I’m a bit torn about today’s door. But here’s how I originally described it:
From this vantage, you will see Tarot as a means of evoking memories, associations, emotions, or other kinds of experience that aid in self-discovery and personal healing. | Along the therapeutic path, you might find projective instruments like the Rorschach and Thematic Apperception tests, along with hypnosis, journaling, and bodywork.
Now that I look back at that summary, I see it as overly weighted toward the psychological aspects of health and healing. And that may be because so much of what’s been written about Tarot in the last couple of decades has been slanted toward the “mind” side of the mind-body connection.
In fact, when I looked around for something in my recent notes, or something a quick search might turn up, I couldn’t come up with much that pertains to Tarot as a tool for therapy on the physical side of the equation. Though there’s a lot about Jung, the self, personal growth, and so on.
So I went back to my second book, The Tarot: Methods, Mastery, and More, to find out what I thought about Tarot and therapy once-upon-a-time. I’d written a long chapter titled “Wellness: Rejoining Mind and Body,” divided in three parts: “The Mind-Body Connection,” “Symbols and Symptoms,” and “Therapeia.”
Though I have mixed feelings about the book as a whole, some parts hold up well—and some of those are in this chapter. So here’s a summary passage from early on:
As we have already glimpsed, the Tarot images and structures can provide a powerful symbolic focus for the interaction of consciousness and environment. Tarot opens the opportunity to step outside ordinary space-time and discover a point of connection between the present moment and the totality of life. In divination we do this for discovery, for clarity, for knowledge. In magic we do it to create desired results. But in both, there is an important element of healing.
Most people who practice divination with Tarot for any length of time find that it often takes on the character of therapy. People use the temenos, or sacred space, of the Tarot reading to work through problems, explore intuitions, and formulate strategies--much as they would use the psychoanalyst’s office, where time is precious because it is expensive, and place is special because it is protected from the outside world.

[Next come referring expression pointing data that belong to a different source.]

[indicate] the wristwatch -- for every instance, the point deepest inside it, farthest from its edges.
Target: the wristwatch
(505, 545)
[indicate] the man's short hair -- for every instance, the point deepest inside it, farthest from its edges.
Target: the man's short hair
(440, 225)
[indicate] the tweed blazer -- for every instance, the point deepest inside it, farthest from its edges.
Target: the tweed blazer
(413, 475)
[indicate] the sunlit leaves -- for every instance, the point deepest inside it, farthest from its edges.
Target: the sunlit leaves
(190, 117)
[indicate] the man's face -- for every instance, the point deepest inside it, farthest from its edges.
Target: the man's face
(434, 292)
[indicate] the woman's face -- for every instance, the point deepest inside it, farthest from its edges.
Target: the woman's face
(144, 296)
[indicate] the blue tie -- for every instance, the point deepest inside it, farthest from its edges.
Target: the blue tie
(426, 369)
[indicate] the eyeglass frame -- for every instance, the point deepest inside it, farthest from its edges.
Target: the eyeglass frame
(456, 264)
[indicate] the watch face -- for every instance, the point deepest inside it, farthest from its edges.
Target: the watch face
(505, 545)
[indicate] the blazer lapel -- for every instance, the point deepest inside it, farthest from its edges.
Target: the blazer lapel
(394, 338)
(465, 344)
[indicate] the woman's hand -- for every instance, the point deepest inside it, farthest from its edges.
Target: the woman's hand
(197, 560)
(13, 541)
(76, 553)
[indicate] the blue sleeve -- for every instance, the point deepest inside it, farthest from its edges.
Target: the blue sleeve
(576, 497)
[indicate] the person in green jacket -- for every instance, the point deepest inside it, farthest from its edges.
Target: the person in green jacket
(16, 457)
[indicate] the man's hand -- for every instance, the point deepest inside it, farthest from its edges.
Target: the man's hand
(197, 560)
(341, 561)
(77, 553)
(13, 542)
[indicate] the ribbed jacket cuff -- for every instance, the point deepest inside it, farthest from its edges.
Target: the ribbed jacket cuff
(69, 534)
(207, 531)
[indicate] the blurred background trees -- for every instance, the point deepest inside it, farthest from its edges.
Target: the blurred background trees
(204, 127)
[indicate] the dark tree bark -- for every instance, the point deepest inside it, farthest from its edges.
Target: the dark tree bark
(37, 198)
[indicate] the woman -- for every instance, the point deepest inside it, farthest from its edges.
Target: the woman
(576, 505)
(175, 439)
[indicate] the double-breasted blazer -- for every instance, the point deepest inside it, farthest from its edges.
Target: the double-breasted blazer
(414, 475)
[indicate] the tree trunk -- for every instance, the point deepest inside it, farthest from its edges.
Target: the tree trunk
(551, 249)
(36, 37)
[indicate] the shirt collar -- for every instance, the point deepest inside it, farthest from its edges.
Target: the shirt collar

While the healing emphasis of divination is on emotional, psychological life, magical practices closely align with healing of the physical body. In shamanic cultures the preeminent purpose of magic is healing (of individuals, community, even the earth), and ceremonial magic at its height in the Renaissance was intricately involved with the healing arts.
The usefulness of Tarot and other symbol systems is mainly in healing (restoring emotional and physical balance), not in curing disease. But because many physical illnesses involve unconscious processes, the symbolic work that fosters healing can provide important support for curing. By contributing directly to healing and indirectly to curing, Tarot can be a tool for regaining and maintaining wellness in the largest sense of the word.
At the time of writing that chapter, “alternative medicine” was considered much more fringy than it is today, so a lot of what followed was explanation and justification (three pages of footnotes!), punctuated with real-life examples and anecdotes. One story recounts how a cancer patient envisioned herself as The Fool while she went through a journey of diagnosis and treatment, and at the same time, used The Star to constellate healing imagery.
Another story involved adding imagination to physical therapy exercises by walking, standing, and/or sitting in the postures of various Tarot characters. Now that I’ve revisited this idea I like it even more, though it would obviously work better if you chose Waite-Smith characters rather than the strangely contorted Thoth figures.